# 2. Extracting more data for local analysis

In the last notebook, we saw that the `/works` API can do some clever querying and filtering. However, we often have questions which can't be answered by the API by itself. In those cases, it's useful to collect a load of data from the API and then analyse it locally.

In this notebook, we'll try to query the API for bigger chunks of data so that we can answer a more interesting question.

We'll aim to find out:

> If we filter the works API for a set of subjects, can we find the other subjects that most commonly co-occur with them?

We'll start by fetching all of the works which are tagged with a single subject.

Here's our base URL again:

In [2]:
base_url = "https://api.wellcomecollection.org/catalogue/v2/"

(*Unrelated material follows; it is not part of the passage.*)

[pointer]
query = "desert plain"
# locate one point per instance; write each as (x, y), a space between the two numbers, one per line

Lets' make a request to the API, asking for all the works which are tagged with the subject "Influenza".

In [3]:
import requests

response = requests.get(
    base_url + "works", params={"subjects.label": "Influenza"}
).json()

In [4]:
response["totalResults"]

81

## 2.1 Page sizes

In [5]:
response["totalPages"]

9

In [6]:
len(response["results"])

10

At the moment, we're getting our results spread across 9 pages, because `pageSize` is set to 10 by default. 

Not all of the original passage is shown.